The boy told Dr. Winston during the evaluation that "[m]y dad hits my mom." He explained that his mom "was bleeding (when [M.R.] hit her in the nose). Then we got a lot of wipes to clean her nose. Me and my brother and my sisters." He knew also that she was seriously injured, saying "[s]he went to the doctor's to get bandages." He "acknowledged that his father has told him that it is not inappropriate to hit girls, adding, '[c]ause girls hit boys.'" He claimed that his parents "yell a lot. They just yell about nothing and they just scream. And they hit a lot. I just cover my ears with my punching thing. I don't like the fighting." He also claimed to have tried to get between his parents when they were arguing, "demonstrating that he had spread out his arms while his parents were fighting in an attempt to intervene, 'so they wouldn't fight.'" The boy also related that his father had hit him in the arm once and with a belt three times.

Dr.
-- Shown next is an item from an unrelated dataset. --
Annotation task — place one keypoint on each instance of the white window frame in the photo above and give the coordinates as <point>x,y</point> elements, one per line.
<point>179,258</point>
Winston found

noteworthy that [the boy] was able to describe the September 2012 incident in which [M.R.] had reportedly fractured [A.A.'s] nose, suggesting that he had witnessed the physical altercation and continues to have a relatively clear recall of what he had seen, despite [A.A.'s] and [M.R.'s] denial of this incident and that their children had been present during any physical altercations between them. Of significant concern is that [the boy] has clearly been exposed to verbal and physical conflicts between his parents which are impacting on his current behavioral and emotional functioning. Also troubling is that [the boy] was also able to describe in great detail his father's anger management difficulties, and he appears to be imitating some of the angry and aggressive behaviors he had witnessed his father engage in at home.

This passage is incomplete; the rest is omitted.